Most embedded systems are traditionally programmed in a sequential manner, where the expected event sequences are hard-coded in the various blocking (or busy-polling) calls in the execution path.

An example of the basic sequential code is the traditional “Blink” implementation. This could be either a “superloop” or one of the treads in a RTOS-based design.

Arduino UNO with external blinking LED
				
					while (1) { /* "superloop" or a thread of an RTOS */
    BSP_ledOn();  /* turn the LED on  (computation) */
    delay(1000);  /* wait for 1000 ms (POLLING / BLOCKING) */
    BSP_ledOff(); /* turn the LED off (computation) */
    delay(1000);  /* wait for 1000 ms (POLLING / BLOCKING) */
}
				
			

Sequential programs (“superloop” or threads of a traditional RTOS) work well for sequential problems, where the expected sequence of events can be hard-coded in the sequential manner.

What's Wrong with the Sequential Paradigm?
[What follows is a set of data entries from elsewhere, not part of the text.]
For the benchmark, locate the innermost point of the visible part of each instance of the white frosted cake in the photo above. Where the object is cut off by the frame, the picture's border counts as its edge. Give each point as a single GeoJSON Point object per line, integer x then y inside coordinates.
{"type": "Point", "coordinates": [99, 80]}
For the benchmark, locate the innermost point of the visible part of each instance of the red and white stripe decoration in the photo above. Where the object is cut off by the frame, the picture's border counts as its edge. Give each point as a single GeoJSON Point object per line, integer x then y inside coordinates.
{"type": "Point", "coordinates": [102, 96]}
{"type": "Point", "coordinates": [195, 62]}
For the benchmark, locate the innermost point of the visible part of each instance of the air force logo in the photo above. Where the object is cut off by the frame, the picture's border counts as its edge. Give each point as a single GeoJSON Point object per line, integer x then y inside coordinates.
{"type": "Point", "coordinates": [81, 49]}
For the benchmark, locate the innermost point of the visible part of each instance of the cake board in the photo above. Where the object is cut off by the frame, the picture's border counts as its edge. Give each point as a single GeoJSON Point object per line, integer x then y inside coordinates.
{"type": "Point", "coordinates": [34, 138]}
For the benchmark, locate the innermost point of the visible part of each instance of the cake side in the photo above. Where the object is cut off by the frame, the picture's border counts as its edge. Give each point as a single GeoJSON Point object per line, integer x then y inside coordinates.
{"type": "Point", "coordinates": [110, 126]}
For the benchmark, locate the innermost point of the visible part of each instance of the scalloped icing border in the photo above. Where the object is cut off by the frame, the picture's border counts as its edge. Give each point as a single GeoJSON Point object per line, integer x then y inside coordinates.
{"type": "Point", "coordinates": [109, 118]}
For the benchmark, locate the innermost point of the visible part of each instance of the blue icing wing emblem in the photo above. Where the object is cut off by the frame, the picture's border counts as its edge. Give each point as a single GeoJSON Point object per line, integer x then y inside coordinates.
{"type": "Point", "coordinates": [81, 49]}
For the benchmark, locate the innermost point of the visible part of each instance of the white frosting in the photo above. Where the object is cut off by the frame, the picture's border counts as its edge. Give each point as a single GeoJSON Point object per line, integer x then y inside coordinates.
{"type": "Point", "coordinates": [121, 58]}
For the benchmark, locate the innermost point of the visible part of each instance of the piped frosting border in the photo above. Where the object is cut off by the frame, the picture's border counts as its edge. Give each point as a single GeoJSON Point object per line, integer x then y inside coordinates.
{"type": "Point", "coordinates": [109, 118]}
Trouble is that most real-life systems are not sequential, meaning that the system must handle many, equally valid event sequences. The fundamental problem is that while a sequential program is waiting for one kind of event (e.g., timeout event after a time delay) it is not doing anything else and is not responsive to other events (e.g., a button press). The hard-coded event sequences are simply not flexible enough for most real-life problems.